A Valbonne dans les Alpes-Maritimes, la société Iris Expertise fait face à la situation sanitaire et pense à l’avenir, tout comme Alpinia Finance basée à Paris qui continue son activité, notamment avec sa plateforme en ligne Activeseed. Les deux cabinets croient fortement à la combinaison du digital et de la relation personnalisée pour asseoir le développement de la gestion de patrimoine de demain. L’Assurance en Mouvement poursuit sa série des sociétés de gestion de patrimoine en temps de crise avec Florence Bicheray et Grégoire Dauge. Deux visions complémentaires du métier.
L’Assurance en Mouvement : Comment-vous êtes-vous organisés depuis la mi-mars pour continuer à exercer votre activité ?
Florence Bicheray : Depuis la mi-mars, je suis en arrêt d’activité pour ALD. Malgré cette situation un peu spécifique, je continue d’assurer le suivi des clients mais je ne fais plus d’affaires nouvelles ; les propositions d’investissements en cours début mars ont toutes été annulées ou reportées à des périodes plus sereines. Les échanges se font par e-mail et par téléphone. En cas de besoin, les souscriptions peuvent s’effectuer par voie digitale, solution déjà utilisée depuis deux ans au sein du cabinet avec des compagnies d’assurance.
Grégoire Dauge : Comme beaucoup de TPE/PME, et tout particulièrement dans notre secteur dit des « Fintech », nous avons mis le télétravail en place tout en gardant une présence dans nos bureaux parisiens pour toutes les opérations ne pouvant être exécutées à distance, telles que la gestion du courrier, le traitement des appels téléphoniques et les tâches comptables et juridiques qui ne sont pas encore totalement dématérialisées.
Quelles sont les principales préoccupations de vos clients et êtes-vous en phase avec ces inquiétudes ?
F B : Aucun de mes clients n’a manifesté le désir de racheter ses actifs. Avec certains j’ai pu effectuer des arbitrages du fonds euros vers les actions lorsque les marchés ont atteint des points bas, vers 3600 et 3800 points sur le CAC 40, pour lisser la performance. Cette crise étant d’abord sanitaire, les clients sont davantage sensibilisés par le risque santé et sont bien conscients que, par rapport aux marchés et aux pertes financières affichées, il faut être patient et attendre la reprise de confiance des investisseurs avec la fin du Covid-19. L’inquiétude porte sur la durée de la crise pour ceux qui ont besoin de revenus, à cause de la baisse des avoirs et donc de pertes actées sur les unités de compte ce qui limitera l’effet rebond lors de la reprise.
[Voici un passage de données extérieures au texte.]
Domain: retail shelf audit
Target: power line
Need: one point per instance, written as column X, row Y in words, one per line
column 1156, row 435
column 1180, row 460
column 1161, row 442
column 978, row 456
Quant à la solidité des compagnies d’assurance et aux inquiétudes qui seraient liées aux blocages éventuels des rachats, les clients n’y pensent pas vraiment, bien que je les aie sensibilisés sur cette question depuis quelques années. Cela ne semble pas être leur préoccupation première. Il est clair qu’il est important de connaître la solvabilité des compagnies d’Assurance et d’investir auprès de plusieurs compagnies en période de crise pour éviter de mettre les clients dans des situations de blocage de retraits.
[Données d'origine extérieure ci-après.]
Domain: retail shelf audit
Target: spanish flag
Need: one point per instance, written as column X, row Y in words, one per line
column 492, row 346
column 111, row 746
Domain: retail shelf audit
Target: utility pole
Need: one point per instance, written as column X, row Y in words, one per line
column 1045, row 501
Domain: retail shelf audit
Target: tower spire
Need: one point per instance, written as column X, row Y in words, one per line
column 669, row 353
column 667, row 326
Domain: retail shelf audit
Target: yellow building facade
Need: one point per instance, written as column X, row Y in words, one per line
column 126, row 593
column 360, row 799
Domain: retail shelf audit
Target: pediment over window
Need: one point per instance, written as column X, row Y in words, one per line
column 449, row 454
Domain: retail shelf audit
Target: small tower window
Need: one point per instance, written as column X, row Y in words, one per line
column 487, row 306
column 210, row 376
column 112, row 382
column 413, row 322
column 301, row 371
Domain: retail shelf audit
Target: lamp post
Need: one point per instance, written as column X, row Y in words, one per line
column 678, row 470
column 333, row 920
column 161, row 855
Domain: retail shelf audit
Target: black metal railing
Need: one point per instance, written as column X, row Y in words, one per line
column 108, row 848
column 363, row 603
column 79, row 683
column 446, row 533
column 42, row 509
G D : Il est fondamental de toujours considérer le ressenti des clients comme vrai, même s’il peut parfois être inexact. Cela permet d’identifier deux grandes sources d’inquiétudes pour y apporter des réponses adaptées.
Les premières sont liées aux conditions initiales de l’accord passé avec eux. Ce sont à mon avis les plus lourdes. Lorsqu’une épargne est mise en place dans le seul objectif de réaliser de la performance, alors il y a de fortes chances que son suivi dans le temps soit une source de tracas et reste sous la menace d’une rupture de confiance. Il conviendra alors de revoir le niveau de risque établi dans les solutions concernées.
Les secondes sources d’inquiétudes concernent les actions à mener face à la crise et à ses conséquences. C’est une démarche positive de la part du client. Sa confiance nous oblige à nous remettre en cause pour trouver de bonnes réponses à ses craintes et en toutes situations. N’oublions pas que l’un des éléments constitutifs de nos offres est la notion de risque dont les réponses ne sont pas de même nature pour un banquier ou un assureur. La gestion, l’orientation et le contrôle d’une solution d’épargne n’est pas un jeu mais repose sur une connaissance globale d’une personne, de son patrimoine et de ses objectifs. Si sa prise de risque est cohérente avec l’ensemble de ces éléments, le suivi client devient constructif et rassurant pour lui comme pour le conseiller. C’est une occasion d’échanges, d’écoutes et d’explications. Répondre à ces situations est la raison même de notre métier qui est d’apporter un service de conseil.
Comment voyez-vous à ce stade l’avenir des différents marchés et solutions ?
F B : Des mouvements vont à mon avis se dessiner. L’activité de prévoyance sera dopée. La crainte de contracter le virus aura un effet positif en termes de nouvelles adhésions dans le sens où les chefs d’entreprises seront plus fortement sensibilisés par le risque vécu et ses conséquences financières. L’or physique pourrait trouver un regain d’intérêt en tant que traditionnelle valeur refuge. L’immobilier est une classe d’actif qui peut être différemment touchée selon le secteur d’activité et le véhicule de détention ainsi que selon la part détenue par ces derniers en liquidités permettant de bénéficier ou non du rebond des marchés financiers (OPCI). D’une manière générale je pense que l’immobilier sera à moyen terme touché, compte tenu des retards et des non-paiements de loyers. Par contre, lors de la reprise de confiance et en cas d’inflation galopante, ce marché pourrait connaître un regain de valorisation.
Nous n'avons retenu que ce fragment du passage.